New advice on travel to EU released ahead of January 31st ‘Brexit Day’

EU travel

The travel industry is trying to reassure tourists that their summer holidays won’t be affected by the UK’s departure from the European Union.

ABTA, which represents thousands of businesses in the sector, has updated its advice ahead of Brexit day on 31 January.

After this date, the UK is set to enter into an 11-month transition period, until the end of December 2020, which means the country will continue to follow EU rules.

According to ABTA, this arrangement means valid passports can still be used as normal – and coaches and trains from the UK to the continent will be unaffected.

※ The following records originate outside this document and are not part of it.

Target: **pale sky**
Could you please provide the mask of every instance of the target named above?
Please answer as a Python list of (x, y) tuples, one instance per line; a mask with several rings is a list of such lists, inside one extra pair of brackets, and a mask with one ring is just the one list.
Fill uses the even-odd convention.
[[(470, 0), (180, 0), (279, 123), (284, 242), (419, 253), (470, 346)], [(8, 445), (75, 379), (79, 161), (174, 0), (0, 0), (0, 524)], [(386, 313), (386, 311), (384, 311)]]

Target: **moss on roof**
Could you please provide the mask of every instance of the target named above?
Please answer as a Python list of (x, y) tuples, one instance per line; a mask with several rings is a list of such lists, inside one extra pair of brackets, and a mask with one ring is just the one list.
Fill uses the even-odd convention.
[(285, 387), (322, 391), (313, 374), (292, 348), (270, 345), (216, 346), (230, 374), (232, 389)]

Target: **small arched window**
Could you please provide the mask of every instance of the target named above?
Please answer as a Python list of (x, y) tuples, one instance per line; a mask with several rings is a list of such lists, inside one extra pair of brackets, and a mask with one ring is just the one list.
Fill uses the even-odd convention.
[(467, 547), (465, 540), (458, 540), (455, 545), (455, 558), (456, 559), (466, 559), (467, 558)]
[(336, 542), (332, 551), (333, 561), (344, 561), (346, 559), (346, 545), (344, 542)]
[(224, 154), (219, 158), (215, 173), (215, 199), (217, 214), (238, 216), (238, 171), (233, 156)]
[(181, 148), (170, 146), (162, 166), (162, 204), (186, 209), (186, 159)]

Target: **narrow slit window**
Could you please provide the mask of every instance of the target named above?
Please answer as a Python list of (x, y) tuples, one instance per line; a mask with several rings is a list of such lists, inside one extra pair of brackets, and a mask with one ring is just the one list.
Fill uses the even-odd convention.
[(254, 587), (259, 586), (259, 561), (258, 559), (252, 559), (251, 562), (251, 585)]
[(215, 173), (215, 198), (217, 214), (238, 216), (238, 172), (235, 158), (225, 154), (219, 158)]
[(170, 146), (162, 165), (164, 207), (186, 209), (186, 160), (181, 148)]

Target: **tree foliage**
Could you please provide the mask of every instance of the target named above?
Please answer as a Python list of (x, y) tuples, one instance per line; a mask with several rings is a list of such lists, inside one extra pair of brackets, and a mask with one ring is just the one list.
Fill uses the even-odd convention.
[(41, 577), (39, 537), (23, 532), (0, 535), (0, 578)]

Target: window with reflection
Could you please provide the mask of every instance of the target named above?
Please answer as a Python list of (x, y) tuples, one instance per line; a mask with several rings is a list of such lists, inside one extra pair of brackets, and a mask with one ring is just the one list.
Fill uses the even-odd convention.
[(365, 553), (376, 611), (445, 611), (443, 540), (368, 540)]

The cost of making calls, sending texts and using the internet will continue to be the same in the EU as it is in the UK, and European Health Insurance Cards (EHICs) will also remain valid.

Previous guidance from ABTA had suggested there could be potential changes in each of these areas – and that driving licences and the ability to take pets abroad could also be affected.

Mark Tanzer, ABTA’s chief executive, said: “People can continue to make their travel plans with confidence that things won’t change until at least the end of 2020.”

Boris Johnson has said it is “epically likely” that the UK will strike a comprehensive trade deal with the EU by December 2020, when the transition period ends.

The prime minister has vowed that this deadline will not be pushed back, but some critics have claimed that this timeframe is much too ambitious.

Andrej Plenkovic, his Croatian counterpart, recently told MEPs that “it will take a lot of goodwill and a lot of work to bring these negotiations to an end in that period”.

Last summer, a survey of British consumers revealed that 31% were unsure how Brexit would affect their travel plans.